I was surprise to hear a resounding NO to both of these answers on many occasions. This got me thinking about financial education and the ways in which women, in particular, are disproportionately affected by financial illiteracy even as we earn more money and move on to higher levels of education than many of our male counterparts.
Though over the last couple of decades women have made significant strides towards their personal development and creating an equitable society where men and women can have the same opportunities, statistics show that women are still uncomfortable with money and its handling. The confidence gap is astounding. A resent study showed that while 75% of the 1,407 American women (age 25 to 68) polled said having enough money to maintain their lifestyle throughout retirement was very important, only 14% were very confident they will meet that goal. And just 20% said they felt prepared to make smart money moves even though more than 50% of the women surveyed were the main bread-winners for their home. Statistics also showed that only 41% of women said they understand stocks and bonds well compared to 56% of men. In summary, women seem to shy away from managing money with long-term goals in mind as a result of fear.

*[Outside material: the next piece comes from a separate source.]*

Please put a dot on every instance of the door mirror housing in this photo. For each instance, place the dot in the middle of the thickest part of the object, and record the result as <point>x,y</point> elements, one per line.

As it stands, many women have more money invested in their closets than they do in a 401K. SuzeOrman, famous millionaire, tv celebrity and author comments about this very fact in her book, Women & Money, where she recounts her transition from being a waitress to a broker.
How does this lack of confidence affect women owned businesses?
Many women who showed discomfort in the management of their businesses financials are often the victims of over-budgeting, over-spending and being to easily seduce into purchasing items that they cannot afford. A close friend of mine, recently found herself over spending on products that she was overselling simply because she did not have a good grasp of the numbers, a costly mistake, leaving her in dire straits.
The main issue with the correction of the financial problem is often SHAME. For women, who are typically in control (household, children, businesses) admitting what they do not know and being stuck in a bad financial situation brings with it a great deal of shame. In order to push past the cycle of bad management, shame, shame, bad-management. It is absolutely necessary that women let go of the shame and focus on the solution. The more monitoring and management of the money, the more successfully and quickly, women can begin to regain their power and assert themselves as much in their professional lives thereby also improving their business.
For more education on this, Suzie Orman, has a great book, title Women & Money. Check it out.